TextFormat::createImporter issues

Question

TextFormat::createImporter issues

kidnewthe opened this issue 2 years ago · comments

when I use FileSystem::native()->loadTextAutodetect open a file, it return an error decode string.
the detected result is ply::TextFormat={encoding=Bytes (0) newLine=LF (0) bom=false } that`s right.
I saw in TextFormat::createImporterat
` OptionallyOwned importer;

if (this->encoding == TextFormat::Encoding::UTF8) {
    importer = std::move(ins);
} 
else {
    importer = Owned<InStream>::create(Owned<InPipe_TextConverter>::create(
        std::move(ins), TextEncoding::get<UTF8>(), encodingFromEnum(this->encoding)));
}

`
there TextFormat::Encoding::Bytes also forks with else, which I think is causing the problem.

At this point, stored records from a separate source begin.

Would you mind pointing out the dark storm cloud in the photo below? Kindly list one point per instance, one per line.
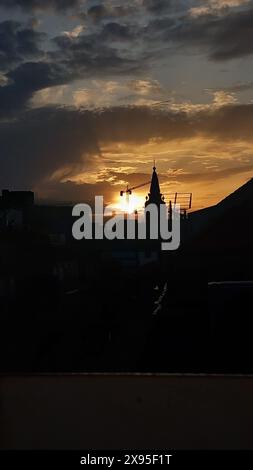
(25, 80)
(18, 43)
(101, 11)
(40, 4)
(224, 36)
(42, 142)
(48, 140)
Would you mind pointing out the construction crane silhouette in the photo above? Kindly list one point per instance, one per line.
(128, 191)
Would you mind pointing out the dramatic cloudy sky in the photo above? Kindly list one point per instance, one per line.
(92, 91)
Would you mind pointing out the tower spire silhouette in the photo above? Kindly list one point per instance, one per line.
(154, 196)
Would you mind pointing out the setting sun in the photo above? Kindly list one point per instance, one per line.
(130, 204)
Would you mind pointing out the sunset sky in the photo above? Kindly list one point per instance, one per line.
(91, 92)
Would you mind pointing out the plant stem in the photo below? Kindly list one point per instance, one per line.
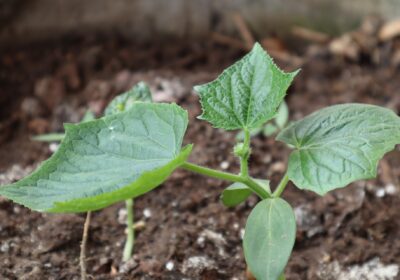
(244, 165)
(260, 191)
(82, 257)
(282, 185)
(127, 254)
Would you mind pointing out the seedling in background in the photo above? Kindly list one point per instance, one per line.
(127, 154)
(138, 93)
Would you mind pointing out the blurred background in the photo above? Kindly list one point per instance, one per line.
(60, 58)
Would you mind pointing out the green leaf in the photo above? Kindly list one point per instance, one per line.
(123, 102)
(107, 160)
(246, 94)
(50, 137)
(270, 129)
(269, 238)
(340, 144)
(282, 116)
(253, 132)
(57, 137)
(238, 192)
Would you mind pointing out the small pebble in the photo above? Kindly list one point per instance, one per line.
(169, 266)
(391, 189)
(380, 192)
(224, 165)
(53, 147)
(147, 213)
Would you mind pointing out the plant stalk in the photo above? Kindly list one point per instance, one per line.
(244, 164)
(253, 185)
(82, 257)
(130, 240)
(282, 185)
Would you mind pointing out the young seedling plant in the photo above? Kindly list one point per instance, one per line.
(139, 93)
(127, 154)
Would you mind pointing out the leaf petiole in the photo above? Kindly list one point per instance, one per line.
(281, 187)
(252, 184)
(127, 254)
(244, 157)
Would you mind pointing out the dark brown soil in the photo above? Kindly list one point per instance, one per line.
(184, 221)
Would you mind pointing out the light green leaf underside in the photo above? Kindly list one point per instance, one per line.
(107, 160)
(339, 144)
(237, 193)
(246, 94)
(56, 137)
(269, 238)
(123, 102)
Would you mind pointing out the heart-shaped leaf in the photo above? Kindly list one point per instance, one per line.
(245, 95)
(339, 144)
(107, 160)
(238, 192)
(269, 238)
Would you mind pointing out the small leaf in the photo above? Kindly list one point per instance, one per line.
(123, 102)
(269, 238)
(245, 95)
(270, 129)
(339, 145)
(107, 160)
(282, 116)
(238, 192)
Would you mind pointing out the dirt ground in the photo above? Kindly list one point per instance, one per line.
(186, 233)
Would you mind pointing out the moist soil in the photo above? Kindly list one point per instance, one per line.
(184, 231)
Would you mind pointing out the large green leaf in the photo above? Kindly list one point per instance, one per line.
(107, 160)
(123, 102)
(340, 144)
(237, 192)
(245, 95)
(269, 238)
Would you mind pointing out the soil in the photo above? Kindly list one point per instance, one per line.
(186, 232)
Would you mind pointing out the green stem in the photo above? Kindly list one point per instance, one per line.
(260, 191)
(82, 257)
(244, 165)
(127, 254)
(281, 187)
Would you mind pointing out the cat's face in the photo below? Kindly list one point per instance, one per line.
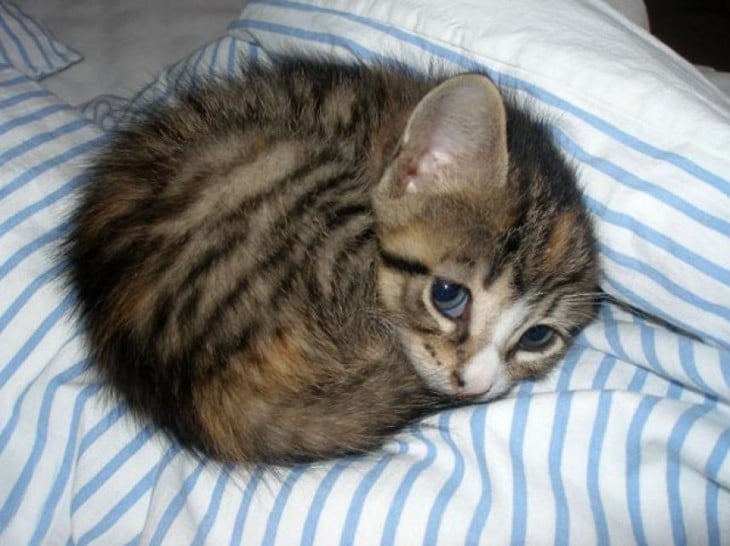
(487, 274)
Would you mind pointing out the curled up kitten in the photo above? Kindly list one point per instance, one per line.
(294, 264)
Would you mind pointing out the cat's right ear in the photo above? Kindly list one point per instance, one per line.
(456, 136)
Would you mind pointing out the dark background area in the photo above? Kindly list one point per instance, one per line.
(699, 30)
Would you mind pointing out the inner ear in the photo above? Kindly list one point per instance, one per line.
(457, 134)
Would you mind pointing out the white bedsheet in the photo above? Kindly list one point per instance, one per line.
(126, 43)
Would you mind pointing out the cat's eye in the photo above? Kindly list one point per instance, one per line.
(451, 299)
(536, 337)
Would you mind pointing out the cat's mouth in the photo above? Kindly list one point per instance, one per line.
(469, 396)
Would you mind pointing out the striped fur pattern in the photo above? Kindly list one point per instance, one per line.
(263, 267)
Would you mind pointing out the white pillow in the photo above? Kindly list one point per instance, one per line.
(648, 133)
(28, 46)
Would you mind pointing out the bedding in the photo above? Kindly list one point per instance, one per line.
(626, 442)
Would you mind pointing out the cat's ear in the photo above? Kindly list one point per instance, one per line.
(456, 135)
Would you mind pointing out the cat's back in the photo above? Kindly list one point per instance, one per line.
(224, 249)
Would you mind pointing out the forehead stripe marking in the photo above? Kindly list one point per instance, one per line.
(404, 265)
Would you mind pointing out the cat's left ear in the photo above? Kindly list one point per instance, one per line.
(456, 135)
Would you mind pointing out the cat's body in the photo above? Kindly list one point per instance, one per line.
(294, 265)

I wrote a test program that you can verify.

Jeff Preshing · Answer 1 · Thu Jun 30 2022 08:13:30 GMT+0800 (China Standard Time)

Hello,

loadTextAutodetect is designed to automatically convert the input file to UTF-8.

Your input file contained: 66 6a 69 5f 31 32 33 09 c4 e3 ba c3 0a 66 6a 69 65 5f 32 33 09 b2 e2 ca d4 0a

As you saw, loadTextAutodetect detected this as TextFormat::Encoding::Bytes. Currently, that means each byte is interpreted as a Unicode code point according to the value of that byte.

The String returned from loadTextAutodetect contains: 66 6a 69 5f 31 32 33 09 c3 84 c3 a3 c2 ba c3 83 0a 66 6a 69 65 5f 32 33 09 c2 b2 c3 a2 c3 8a c3 94 0a

That's actually correct because, for example, c3 84 is the UTF-8 encoding of Unicode code point c4. I don't really see a bug here.

Perhaps you want to load the file using FileSystem::loadBinary instead. That will load the contents of your file into a String exactly as it is on disk.

kidnewthe · Answer 2 · Thu Jun 30 2022 17:23:17 GMT+0800 (China Standard Time)

Thanks for your answer, I didn't realize what loadTextAutodetect did. It gives me the feeling that it automatically parses the character type and then returns me the file content.

Jeff Preshing · Answer 3 · Sat Jul 02 2022 02:07:19 GMT+0800 (China Standard Time)

Maybe loadTextAutoconvertedToUTF8 would be a clearer name.